This past week showed that solar is continuing its march toward being a major new energy source in the U.S., and around the world. For example, for the first time ever solar was the only energy source that added new utiltiy-scale power to the U.S. grid. In California, solar’s biggest market in the U.S., installers don’t seem to be too worried that the state’s solar incentive program is nearing fulfillment, showing that the market is reaching higher levels of maturity. Meanwhile, in at least one other state, Arizona, the amount of solar is expected to double the amount installed last year. And on the financing side of things, new financing tools are continuing to prove popular.
First off, for the first time ever solar comprised all the utility power installed in a month. In March 2013, all 44 megawatts of new electric generation was solar.
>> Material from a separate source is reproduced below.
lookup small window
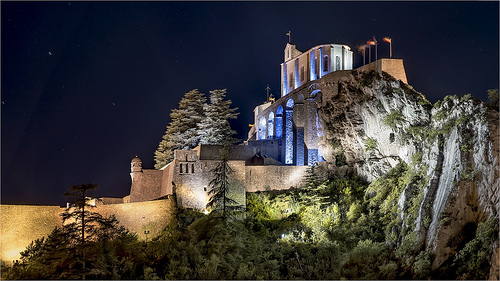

But in the bigger picture, solar is becoming a major new energy source in the U.S. The same Federal Energy Regulatory Commission (FERC) Energy Infrastructure Update report also showed that in the first quarter of 2013, solar comprised 537 megawatts of the 1,880 megawatts utilities brought only. In fact, solar was only outpaced by wind, which added 958 megawatts of new generation capacity to the grid during the period.
In California as many people are aware of, solar has proven popular. Thanks in part to high electric prices, but also to the California Solar Initiative, which has steadily decreased as the price of solar has come down and is now nearing it’s end. Something that a number of industry experts and installers, like EcoSolargy Founder Alan Lee have said isn’t a bad thing. At this point the residential and small commercial CSI program is going through its last two steps in most, if not all markets.
Last year California neighbor, Arizona saw its biggest utility, APS, install an impressive 148 megawatts of new solar, with a lot of it coming from distributed resources like homes. It was a record for the state. But the record’s likely to be dwarfed in 2013 as it plans to brings on 299 megawatts in major projects alone.
New funding mechanisms for solar also continue to make a splash. For instance, Mosaic touched off the week by announcing a new initiative to fund $100 million in solar projects in California through the crowdfunding model that’s proved popular with microinvestors so far. In announcing the new pipeline of projects and the opportunities to invest in them, the company also announced its first offering under the program, a 114 kilowatt, $157,750 project on the Ronald McDonald House in San Diego—it was fully funded within six hours of being offered, according to the company.
Meanwhile crowdfunding’s big brother, bonds, are also increasing their presence in solar. Two investor services companies, Fitch Ratings and Moody’s Investor Services, announced ratings on an anticipated second bond offering to fund MidAmerican Energy Holdings’ 550 megawatt Topaz Solar Farm. The project was valued at more than $2 billion. Already the company offered an $850 million round of bonds, which solar quickly. The second round is anticipated to be a $250 million round of notes. Both companies looked at the offering as positive, based on the project’s progress and other factors.
That project is being built by First Solar, which recently announced a slew of good news during its investor day conference last week. During the conference, the company announced it had set a new record for cadmium telluride module efficiency at 16.1 percent—and its roadmap for increased efficiency was moved up, putting it more on pace with silicon PV. At the same time it said it anticipated higher earnings for 2013 than previously thought. And finally the company announced that it purchased TetraSun, a start-up that produces high-efficiency silicon PV devices, signaling that the company is interested in entering more markets.